Já há muito que os velhos da
maioria dos contos do Araújo Correia – do João, porque também há o Camilo –
deixaram de existir no Douro e no imaginário do Douro. Aquela população idosa,
apaixonada, obstinada, dramática, vencida mas – sobretudo – estática, já não
existe com tanta frequência no Douro. Nem no nosso país.
Temos hoje uma população sénior,
maioritariamente pensionista, que consome nos grandes centros e nos centros
comerciais, que dinamiza o comércio local, que redistribui (porque tantas vezes
tiram do sufoco o orçamento familiar dos filhos e genros), que apoiam os netos
nos esforços escolares (quer com dádivas de dinheiro quer com sacrifício de
tempo) e que investem! Sim, são eles quem – e regressando a esta terra com o
foco deste texto – são eles quem maioritariamente compõem e pedem para compor
muros rurais, alçam construções nesses campos, e até ajudam – mais uma vez com
o próprio suor ou com o que vem no vale postal – a casa do filho e/ou do genro
emigrante.
Mesmo nas áreas litorais do nosso
país já não são só Cegos do Maio – são homens e mulheres que não ficam à
beira-mar olhando o próprio mar. Praticam desporto, sabem de cór os valores do
colesterol bom e mau, discutem nos cafés – aliás, acho que são eles quem
maioritariamente ainda discute nos nossos cafés assuntos de interesse público –
e penetraram nas redes sociais em força, alguns com ‘posts’ motivacionais,
outros com fotos e terceiros com barómetros políticos.
Assinei com Cilina Vilela – com a
igualmente transmontana Cilina Vilela – o estudo “No country for old men”? The multiplier effects of pensions
in Portuguese municipalities, aceite para publicação no prestigiado Journal of
Pensions Economics and Finance. Este é o primeiro artigo a
simultaneamente avaliar o efeito multiplicador nas pensões na economia local
assim como a influência que vem das oscilações nas pensões dos municípios
vizinhos.
As conclusões remetem para
realidades importantes. Em primeiro lugar, as pensões são relevantes para
dinamizar o poder de compra dos nossos municípios. Portanto, uma Política
Nacional de Pensões não as pode considerar como o parente pobre do Rendimento
Nacional, tanto mais que ao fazê-lo está a desconsiderar uma população
significativa (e crescente por razões socio-demográficas) do nosso país, com as
consequências inerentes de ineficiência económica e de reducionismo ético. Em
segundo lugar, uma consequência importante – o consumo em determinados centros
aumenta com as pensões vizinhas. É a tal história do idoso de Santa Marta que
vem comprar ao Shopping de Vila Real – ou o idoso de Sabrosa que vai de férias
para Monte Gordo. Esta realidade obriga a que os decisores dos espaços
‘sangrados’ (aqueles onde a pensão cai mas que não a conseguem aproveitar)

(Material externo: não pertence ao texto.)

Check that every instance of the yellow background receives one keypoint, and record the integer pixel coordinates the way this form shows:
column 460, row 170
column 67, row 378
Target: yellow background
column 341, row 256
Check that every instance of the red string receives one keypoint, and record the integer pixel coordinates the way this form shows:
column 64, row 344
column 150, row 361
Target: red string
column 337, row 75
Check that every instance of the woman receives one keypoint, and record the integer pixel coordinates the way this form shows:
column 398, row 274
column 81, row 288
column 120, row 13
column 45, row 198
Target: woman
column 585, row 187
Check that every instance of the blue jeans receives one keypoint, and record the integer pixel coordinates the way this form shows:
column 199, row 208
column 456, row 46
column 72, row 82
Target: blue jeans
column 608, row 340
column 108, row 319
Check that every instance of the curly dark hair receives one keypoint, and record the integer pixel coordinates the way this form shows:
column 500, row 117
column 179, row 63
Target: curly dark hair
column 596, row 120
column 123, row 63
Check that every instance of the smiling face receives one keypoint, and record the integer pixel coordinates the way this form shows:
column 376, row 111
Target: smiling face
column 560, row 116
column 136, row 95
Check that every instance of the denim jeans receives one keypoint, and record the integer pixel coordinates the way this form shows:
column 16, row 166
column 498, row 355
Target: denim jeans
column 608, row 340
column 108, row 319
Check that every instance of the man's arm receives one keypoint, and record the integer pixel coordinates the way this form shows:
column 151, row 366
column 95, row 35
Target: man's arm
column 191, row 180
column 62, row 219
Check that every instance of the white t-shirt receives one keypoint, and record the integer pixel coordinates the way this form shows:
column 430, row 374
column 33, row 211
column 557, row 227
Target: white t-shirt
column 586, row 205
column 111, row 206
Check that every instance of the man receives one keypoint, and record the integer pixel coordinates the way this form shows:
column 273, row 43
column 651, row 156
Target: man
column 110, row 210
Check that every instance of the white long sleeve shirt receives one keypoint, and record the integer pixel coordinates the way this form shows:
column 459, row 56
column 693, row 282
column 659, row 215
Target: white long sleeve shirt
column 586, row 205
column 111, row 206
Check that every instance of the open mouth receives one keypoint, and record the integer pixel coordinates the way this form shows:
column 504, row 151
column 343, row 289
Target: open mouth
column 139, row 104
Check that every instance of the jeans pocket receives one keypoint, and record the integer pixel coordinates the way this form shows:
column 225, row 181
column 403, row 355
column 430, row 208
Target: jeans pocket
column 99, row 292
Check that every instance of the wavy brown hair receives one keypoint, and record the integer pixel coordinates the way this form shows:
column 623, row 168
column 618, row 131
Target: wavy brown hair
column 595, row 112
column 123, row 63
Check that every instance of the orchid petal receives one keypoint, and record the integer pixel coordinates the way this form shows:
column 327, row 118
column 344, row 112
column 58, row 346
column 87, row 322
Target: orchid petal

tenham políticas de incentivo ao consumo local, evitando o
sangramento/”leakage”. Em terceiro lugar, dado o papel redistributivo do idoso
– que, como visto, dá muito aos netos – por vezes vê a parte doada da pensão a
ser mais facilmente gasta pelos netos no Shopping de Vila Real ou em Monte
Gordo. Logo, continuando a querer os idosos ativos no esforço redistributivo –
impõe-se uma questão: como levar os jovens a gastar em Santa Marta, em Sabrosa,
em Murça, em Carrazeda de Ansiaes, Terra dos Bouro, Baião ou até em Canas de
Senhorim? Porque, convenhamos, esta juventude também já não é a mesma que os
Araújos Correia – quer o João quer o Camilo – conheceram.